KMC Blog

Creating a BitTorrent client in Kotlin — Bencoding

June 25, 2020

BitTorrent

Introducing Corbit

Distributed computing has interested me for a long time — there’s just something about orchestrating tasks across a vast network of systems that scratches that itch. One of the best examples of this I can think of is BitTorrent. To better understand how torrents work under the hood, I’ve been working on implementing my own client in Kotlin — Corbit

This is the first post in a series where I hope to write about my process creating this client as I go. Let’s go ahead and set some expectations for myself from the start.

Realistic Goals

  • Corbit will be written in Kotlin
  • Corbit will be asynchronous, getting as close to completely non-blocking as possible
  • Corbit will be multiplatform, exposing APIs for the JVM, Native, and JS

Lofty Goals

  • Corbit will be interoperable with the WebTorrent protocol
  • Corbit will be split up into artifacts, which will include a web server and a desktop application

A BitTorrent Primer

In the typical transfer of data, a client connects to a server and requests something. It is then the responsibility of the server to serve that data to the client. In the case of downloading a file, a client will receive the data as a sequential stream from the server and maybe write it to disk. In this model of data distribution, there are two points of failure — either the client or the server are susceptible to dropping the connection.

Client Server Animation

However, BitTorrent does things a bit differently. Rather than setting up a client-server relation to exchange data, a client connects to a swarm of peers to request data — it’s a peer-to-peer protocol. A peer is another client who can request data from the swarm, provide data to the swam, or both.
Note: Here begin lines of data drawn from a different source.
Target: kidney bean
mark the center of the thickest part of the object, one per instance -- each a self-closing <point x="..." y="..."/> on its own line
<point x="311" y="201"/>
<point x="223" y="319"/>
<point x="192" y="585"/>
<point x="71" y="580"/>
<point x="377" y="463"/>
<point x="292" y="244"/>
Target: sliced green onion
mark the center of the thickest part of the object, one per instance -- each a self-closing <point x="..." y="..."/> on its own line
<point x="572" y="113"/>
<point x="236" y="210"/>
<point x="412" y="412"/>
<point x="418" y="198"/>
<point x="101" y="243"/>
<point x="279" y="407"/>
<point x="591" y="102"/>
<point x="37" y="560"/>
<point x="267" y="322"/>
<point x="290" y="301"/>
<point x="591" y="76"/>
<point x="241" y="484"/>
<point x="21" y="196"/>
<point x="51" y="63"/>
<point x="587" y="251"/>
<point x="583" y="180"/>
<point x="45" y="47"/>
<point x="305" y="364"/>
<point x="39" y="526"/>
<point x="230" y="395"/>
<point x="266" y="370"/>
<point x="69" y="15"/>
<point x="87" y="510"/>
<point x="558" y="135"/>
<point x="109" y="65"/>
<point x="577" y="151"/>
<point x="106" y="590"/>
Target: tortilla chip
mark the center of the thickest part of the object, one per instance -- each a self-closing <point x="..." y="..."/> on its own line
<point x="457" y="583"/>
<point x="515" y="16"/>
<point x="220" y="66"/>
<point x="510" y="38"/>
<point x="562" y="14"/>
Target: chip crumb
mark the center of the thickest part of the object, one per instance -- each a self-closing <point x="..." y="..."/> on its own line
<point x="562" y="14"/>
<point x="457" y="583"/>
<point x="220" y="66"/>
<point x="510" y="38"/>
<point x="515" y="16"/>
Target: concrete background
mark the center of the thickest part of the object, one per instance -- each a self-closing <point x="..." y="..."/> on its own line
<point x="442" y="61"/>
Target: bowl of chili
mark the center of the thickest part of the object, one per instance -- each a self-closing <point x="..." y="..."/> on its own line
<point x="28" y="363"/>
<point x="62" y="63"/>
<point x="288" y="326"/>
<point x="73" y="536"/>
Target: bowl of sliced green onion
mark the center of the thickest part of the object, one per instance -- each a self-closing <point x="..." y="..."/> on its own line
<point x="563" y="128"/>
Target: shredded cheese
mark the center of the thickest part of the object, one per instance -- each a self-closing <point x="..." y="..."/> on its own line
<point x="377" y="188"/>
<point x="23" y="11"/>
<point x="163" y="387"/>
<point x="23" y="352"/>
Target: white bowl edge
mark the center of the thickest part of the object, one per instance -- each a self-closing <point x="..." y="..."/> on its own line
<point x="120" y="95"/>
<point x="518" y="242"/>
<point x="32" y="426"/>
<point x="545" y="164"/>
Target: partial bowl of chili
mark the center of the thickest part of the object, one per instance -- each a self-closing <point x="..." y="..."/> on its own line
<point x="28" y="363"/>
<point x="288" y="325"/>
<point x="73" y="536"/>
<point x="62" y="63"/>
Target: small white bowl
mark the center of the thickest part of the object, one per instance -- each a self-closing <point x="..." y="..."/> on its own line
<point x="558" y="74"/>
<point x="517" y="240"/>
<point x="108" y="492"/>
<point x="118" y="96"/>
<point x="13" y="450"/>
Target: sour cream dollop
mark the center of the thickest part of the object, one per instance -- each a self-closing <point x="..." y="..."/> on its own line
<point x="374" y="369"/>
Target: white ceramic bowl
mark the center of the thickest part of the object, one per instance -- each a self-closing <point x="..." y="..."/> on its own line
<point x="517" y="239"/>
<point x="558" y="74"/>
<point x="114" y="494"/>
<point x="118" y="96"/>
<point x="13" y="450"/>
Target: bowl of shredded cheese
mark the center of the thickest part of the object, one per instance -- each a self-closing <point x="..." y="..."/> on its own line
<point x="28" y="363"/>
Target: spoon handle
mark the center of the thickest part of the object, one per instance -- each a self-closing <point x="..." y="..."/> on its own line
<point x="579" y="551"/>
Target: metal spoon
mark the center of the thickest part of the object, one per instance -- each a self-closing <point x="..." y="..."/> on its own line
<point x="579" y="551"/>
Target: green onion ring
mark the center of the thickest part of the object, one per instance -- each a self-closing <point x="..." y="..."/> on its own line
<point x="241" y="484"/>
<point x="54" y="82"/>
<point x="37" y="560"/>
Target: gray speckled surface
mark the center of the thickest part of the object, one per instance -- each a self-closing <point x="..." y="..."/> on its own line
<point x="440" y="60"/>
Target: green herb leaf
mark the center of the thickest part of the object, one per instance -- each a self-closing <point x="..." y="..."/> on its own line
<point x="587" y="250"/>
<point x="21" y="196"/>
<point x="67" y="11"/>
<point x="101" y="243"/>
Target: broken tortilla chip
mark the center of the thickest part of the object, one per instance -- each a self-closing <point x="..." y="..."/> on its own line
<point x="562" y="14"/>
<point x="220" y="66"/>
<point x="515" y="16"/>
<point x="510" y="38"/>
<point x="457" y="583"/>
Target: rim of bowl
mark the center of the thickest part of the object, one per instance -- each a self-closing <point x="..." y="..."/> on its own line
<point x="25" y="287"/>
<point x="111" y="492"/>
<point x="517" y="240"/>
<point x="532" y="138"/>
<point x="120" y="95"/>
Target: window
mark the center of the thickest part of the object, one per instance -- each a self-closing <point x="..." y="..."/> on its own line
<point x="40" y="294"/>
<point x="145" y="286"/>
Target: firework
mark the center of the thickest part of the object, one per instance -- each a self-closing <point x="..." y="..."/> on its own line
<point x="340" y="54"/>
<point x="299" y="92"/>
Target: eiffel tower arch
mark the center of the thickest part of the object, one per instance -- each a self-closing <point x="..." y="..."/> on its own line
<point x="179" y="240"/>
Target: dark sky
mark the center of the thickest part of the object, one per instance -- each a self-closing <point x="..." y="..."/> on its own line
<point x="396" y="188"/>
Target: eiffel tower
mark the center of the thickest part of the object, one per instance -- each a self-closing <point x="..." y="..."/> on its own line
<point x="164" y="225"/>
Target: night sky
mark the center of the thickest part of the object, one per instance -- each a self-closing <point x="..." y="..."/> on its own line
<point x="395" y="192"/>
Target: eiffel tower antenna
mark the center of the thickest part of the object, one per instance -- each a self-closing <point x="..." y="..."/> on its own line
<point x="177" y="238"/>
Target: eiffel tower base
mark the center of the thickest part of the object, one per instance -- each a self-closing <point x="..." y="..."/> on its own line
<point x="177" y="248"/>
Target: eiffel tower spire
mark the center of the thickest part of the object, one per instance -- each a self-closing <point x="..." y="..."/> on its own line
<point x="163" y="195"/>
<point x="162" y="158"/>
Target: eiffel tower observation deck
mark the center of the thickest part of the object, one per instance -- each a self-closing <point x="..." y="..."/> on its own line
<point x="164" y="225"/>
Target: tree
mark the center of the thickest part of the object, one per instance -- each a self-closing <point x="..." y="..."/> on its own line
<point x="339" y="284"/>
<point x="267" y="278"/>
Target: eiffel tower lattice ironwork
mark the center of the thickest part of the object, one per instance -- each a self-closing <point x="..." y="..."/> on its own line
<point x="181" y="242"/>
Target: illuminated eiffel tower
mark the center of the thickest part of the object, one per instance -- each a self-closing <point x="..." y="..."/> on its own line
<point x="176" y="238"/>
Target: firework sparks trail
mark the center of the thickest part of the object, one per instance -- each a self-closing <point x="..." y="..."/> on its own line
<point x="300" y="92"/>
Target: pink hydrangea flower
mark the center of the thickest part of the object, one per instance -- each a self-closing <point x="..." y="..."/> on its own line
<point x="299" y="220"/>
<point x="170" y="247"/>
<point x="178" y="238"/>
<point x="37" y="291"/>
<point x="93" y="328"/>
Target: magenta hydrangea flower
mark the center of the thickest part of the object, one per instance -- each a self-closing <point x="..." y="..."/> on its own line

In this model of data distribution, the swarm is resilient to data disruption. Clients typically request data non-sequentially from the swarm. Different distribution algorithms apply, but one of the most popular prioritizes distributing the rarest pieces to make the swarm more fault tolerant. Therefore, if a peer decides to exit a swarm, there are likely plenty of other peers in the swarm which provide data redundancy.

In a normal client-server scenario, the more connections requesting data the likelier the server is to fail. In a BitTorrent swarm, the the opposite is true. The more connected peers, the more resilient the swarm.

There are plenty of use cases for BitTorrent which are, um, legitimate.

If you’ve ever used BitTorrent before, you might know that you typically download something called a .torrent file. This is a small file, usually a couple of kilobytes, that can be used in conjunction with a client to download some data. If by chance you’ve accidentally opened a torrent file in a text editor, you’ll see something like the following.

torrent file text

To the naked eye, this information looks pretty useless. How does a torrent client make sense of the countless errors shown in that text file? Answering that question begins our journey.

Decoding a torrent file

A torrent file includes the information we need in order to connect to a tracker. In the BitTorrent world, a tracker is the entity which hosts the set of of connection capable peers from which to download data. Trackers are normally just an http server — for example the tracker for Ubuntu is https://torrent.ubuntu.com. The torrent file also includes other valuable information like piece length, pieces, name, and length which is all information that describes the files hosted by other clients in the swarm.

Unfortunately, this information isn’t in a simple JSON format for us to read. BitTorrent is a binary protocol where information is encoded in a format called Bencoding (pronounced B-encoding).

Understanding Bencoding

Bencoding is a way to specify and organize data in a terse format. It supports byte strings, integers, lists, and dictionaries.

Bencoded Integers

Bencoded integers are delimited by the tokens i at the beginning and an e at the end. The data housed between those two tokens are the valid base 10 ASCII representation of an integer.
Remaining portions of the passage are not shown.